Libya’da 2011 yılında Muammer Kaddafi’nin devrilmesi sonrasında yaşanan süreçte Türkiye, Ulusal Geçiş Konseyi’ni Libya halkının tek temsilcisi olarak tanımış, yeni dönemde Trablus’a büyükelçi atayan ilk devlet olmuştur. Ancak takip eden süreçte yaşanan siyasî kaos ve iç savaş ortamı sebebiyle Türkiye Trablus Büyükelçiliği ve Bingazi Konsolosluğu’nun faaliyetlerini durdurmuş ve bu birimler iki yıl kapalı kaldıktan sonra Mayıs 2016’da tekrar açılmıştır.
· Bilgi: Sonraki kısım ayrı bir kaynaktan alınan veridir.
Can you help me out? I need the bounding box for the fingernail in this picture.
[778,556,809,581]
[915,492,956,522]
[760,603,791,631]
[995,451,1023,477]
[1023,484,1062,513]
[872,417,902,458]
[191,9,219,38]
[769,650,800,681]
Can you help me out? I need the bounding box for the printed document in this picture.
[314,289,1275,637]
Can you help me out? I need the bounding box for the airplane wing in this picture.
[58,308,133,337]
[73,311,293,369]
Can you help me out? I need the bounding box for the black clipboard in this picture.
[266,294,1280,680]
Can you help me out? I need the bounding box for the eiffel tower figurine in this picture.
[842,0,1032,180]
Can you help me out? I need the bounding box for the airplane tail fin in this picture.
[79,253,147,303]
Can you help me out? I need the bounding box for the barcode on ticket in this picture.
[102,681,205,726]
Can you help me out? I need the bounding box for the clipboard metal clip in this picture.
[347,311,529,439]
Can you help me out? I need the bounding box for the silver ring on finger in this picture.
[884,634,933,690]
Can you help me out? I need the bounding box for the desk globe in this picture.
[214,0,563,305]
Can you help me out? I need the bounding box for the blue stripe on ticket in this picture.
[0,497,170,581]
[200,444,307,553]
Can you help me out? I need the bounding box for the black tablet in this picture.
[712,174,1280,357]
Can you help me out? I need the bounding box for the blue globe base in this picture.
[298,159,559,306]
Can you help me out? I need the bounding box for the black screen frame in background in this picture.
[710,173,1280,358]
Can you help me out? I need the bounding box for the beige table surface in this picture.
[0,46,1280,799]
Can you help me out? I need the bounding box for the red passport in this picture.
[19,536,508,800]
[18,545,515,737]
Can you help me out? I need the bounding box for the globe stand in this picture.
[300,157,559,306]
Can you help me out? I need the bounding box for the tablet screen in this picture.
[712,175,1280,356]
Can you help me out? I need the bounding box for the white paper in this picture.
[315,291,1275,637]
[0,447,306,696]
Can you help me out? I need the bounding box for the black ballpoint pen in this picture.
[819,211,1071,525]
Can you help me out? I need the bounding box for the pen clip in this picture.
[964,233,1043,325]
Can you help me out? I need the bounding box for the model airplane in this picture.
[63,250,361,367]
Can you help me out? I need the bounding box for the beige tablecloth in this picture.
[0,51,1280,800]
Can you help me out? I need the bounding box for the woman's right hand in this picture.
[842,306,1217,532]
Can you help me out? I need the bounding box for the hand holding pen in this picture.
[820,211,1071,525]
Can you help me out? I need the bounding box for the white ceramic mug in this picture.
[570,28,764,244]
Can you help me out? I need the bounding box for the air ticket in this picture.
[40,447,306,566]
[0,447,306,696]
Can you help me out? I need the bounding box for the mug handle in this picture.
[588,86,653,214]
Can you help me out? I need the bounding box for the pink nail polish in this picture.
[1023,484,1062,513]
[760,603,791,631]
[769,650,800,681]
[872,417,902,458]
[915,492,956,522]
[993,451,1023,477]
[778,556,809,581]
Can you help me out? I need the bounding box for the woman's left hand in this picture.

Öte yandan 2011 yılında ülkenin yeniden yapılanması sürecine katkı vermek için başlatılan fakat aynı şekilde 2014 yılında askıya alınan yardım projelerinin de gerekli şartlar sağlandığında devam ettirilmesi öngörülmekteydi. Bu kapsamda Türkiye, Libya’da tüm taraflarla kalıcı bir barışın ve diplomatik çözümün sağlanması için çaba sarf etmektedir.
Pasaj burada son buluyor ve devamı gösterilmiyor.